Short Answer: no.
Slightly Longer Answer: most real RFs, even the lone digital RF available so far (Epson RD-1/1s) won't leave you pulling your hair out learning its fundamentals. If you've used any one rangefinder a good deal, it won't take you long to come to grips with a different one, save for details such as certain control placement differences. As much as I love Olympus, even some of their digital suff, the E-330 comes off to me as needlessly overwrought, making it anything but "rangefinder-like". There are, in fact, dSLRs that are more straightforward than this new EVOLT (though rarely staightforward enough for my temperament).

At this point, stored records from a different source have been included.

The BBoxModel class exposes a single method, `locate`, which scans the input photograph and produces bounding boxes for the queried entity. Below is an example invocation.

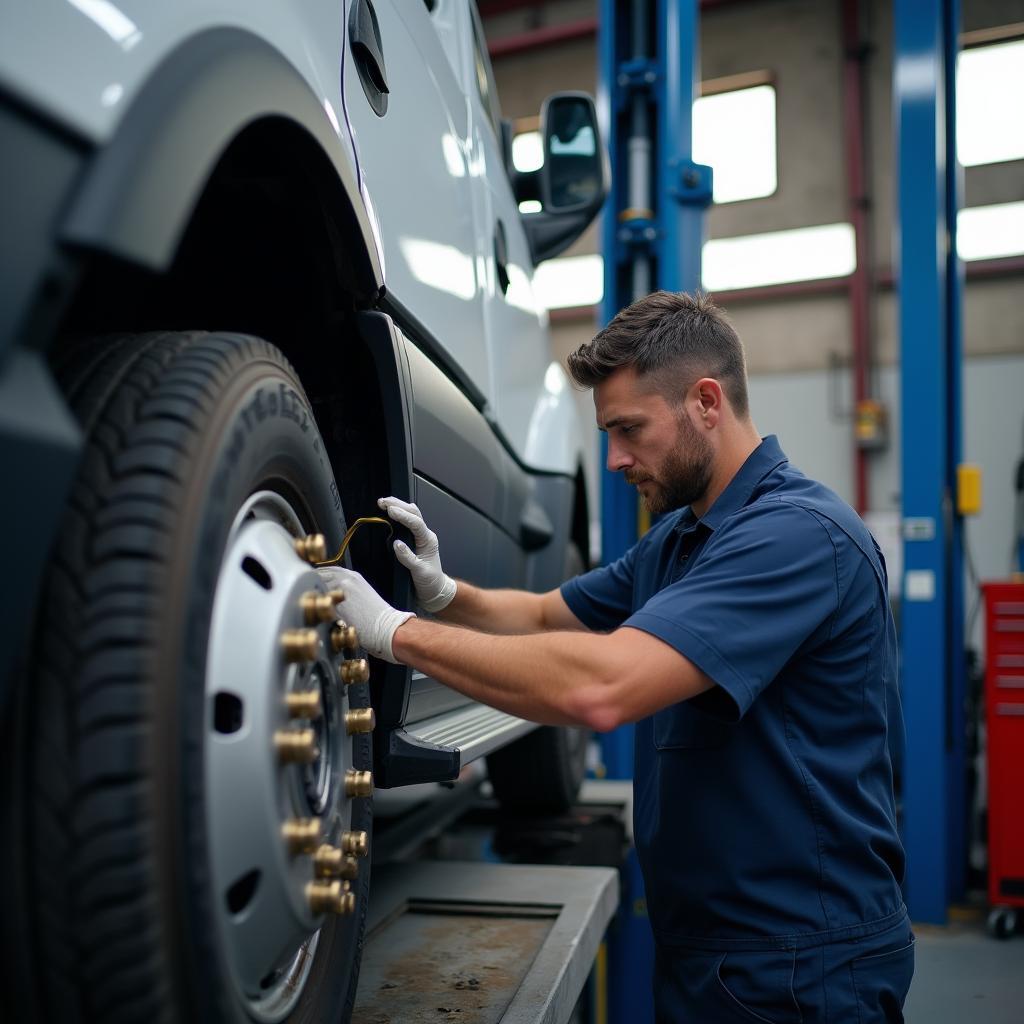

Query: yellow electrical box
[956,463,981,515]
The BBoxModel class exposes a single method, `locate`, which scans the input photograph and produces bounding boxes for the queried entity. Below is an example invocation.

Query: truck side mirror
[541,93,605,213]
[514,92,608,265]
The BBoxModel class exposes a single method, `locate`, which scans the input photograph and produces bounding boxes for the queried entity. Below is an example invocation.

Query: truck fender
[60,28,383,299]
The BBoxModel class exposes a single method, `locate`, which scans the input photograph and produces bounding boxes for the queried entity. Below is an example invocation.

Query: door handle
[495,220,509,295]
[348,0,390,118]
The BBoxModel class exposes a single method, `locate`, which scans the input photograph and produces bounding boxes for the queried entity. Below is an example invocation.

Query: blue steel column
[597,0,637,779]
[598,0,712,778]
[894,0,964,923]
[656,0,712,292]
[598,0,711,1024]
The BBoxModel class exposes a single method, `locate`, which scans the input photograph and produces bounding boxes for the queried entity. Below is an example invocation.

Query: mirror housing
[514,92,609,266]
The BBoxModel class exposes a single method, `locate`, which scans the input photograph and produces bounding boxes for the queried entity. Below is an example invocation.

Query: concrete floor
[905,919,1024,1024]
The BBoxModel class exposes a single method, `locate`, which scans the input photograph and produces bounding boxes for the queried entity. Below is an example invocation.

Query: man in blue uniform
[332,292,913,1024]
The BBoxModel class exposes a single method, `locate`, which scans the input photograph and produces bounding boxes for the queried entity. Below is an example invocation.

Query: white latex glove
[319,565,416,665]
[377,498,458,612]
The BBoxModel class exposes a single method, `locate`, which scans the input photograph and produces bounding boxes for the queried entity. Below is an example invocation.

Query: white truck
[0,0,606,1024]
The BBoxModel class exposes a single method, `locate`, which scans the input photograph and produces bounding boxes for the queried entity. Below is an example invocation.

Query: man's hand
[321,565,416,665]
[377,498,457,612]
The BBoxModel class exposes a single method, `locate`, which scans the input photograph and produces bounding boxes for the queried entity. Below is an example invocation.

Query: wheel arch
[59,28,383,297]
[56,29,403,577]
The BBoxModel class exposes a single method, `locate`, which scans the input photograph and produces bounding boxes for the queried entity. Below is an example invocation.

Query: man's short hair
[568,292,750,419]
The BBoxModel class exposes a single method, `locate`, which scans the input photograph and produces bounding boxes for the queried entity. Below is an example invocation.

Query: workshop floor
[905,920,1024,1024]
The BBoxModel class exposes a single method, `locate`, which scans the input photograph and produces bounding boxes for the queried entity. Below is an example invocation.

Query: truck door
[343,0,490,397]
[469,2,551,458]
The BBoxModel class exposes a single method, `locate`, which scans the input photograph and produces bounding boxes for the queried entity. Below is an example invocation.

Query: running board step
[374,703,537,790]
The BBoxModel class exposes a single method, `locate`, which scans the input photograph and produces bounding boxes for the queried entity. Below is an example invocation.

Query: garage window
[956,40,1024,167]
[693,83,778,204]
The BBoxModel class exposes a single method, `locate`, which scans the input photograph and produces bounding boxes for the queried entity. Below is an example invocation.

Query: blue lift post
[598,0,712,1024]
[893,0,966,924]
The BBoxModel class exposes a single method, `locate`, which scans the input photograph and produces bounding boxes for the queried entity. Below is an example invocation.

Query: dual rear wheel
[22,334,373,1022]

(Silly side-note) Well back into the last century, when I moved from a Yashica Electro 35 GT (my second-ever 35mm) to my first SLR (Canon F-1), I was a tad nervous about taking on shooting with a Big League pro camera. The funny thing was, of course, the F-1 was easier and faster to use than the Yashica; pros, and most other serious shooters with their heads screwed on right, I learned, weren't keen about screwing around with arcane controls. What I love about my current Hexar RFs is what I quickly came to love about that F-1: all the elemental controls are there, nothing more, nothing less. Know your film, load it, and go. I'll bet my ass that this is one of the overarching attractions of RF cameras for most of us here.
But, once again, I'm babbling. As the man next to me, with one of my Hexars in hand, once famously said: "If you wanna shoot, shoot! Don't talk".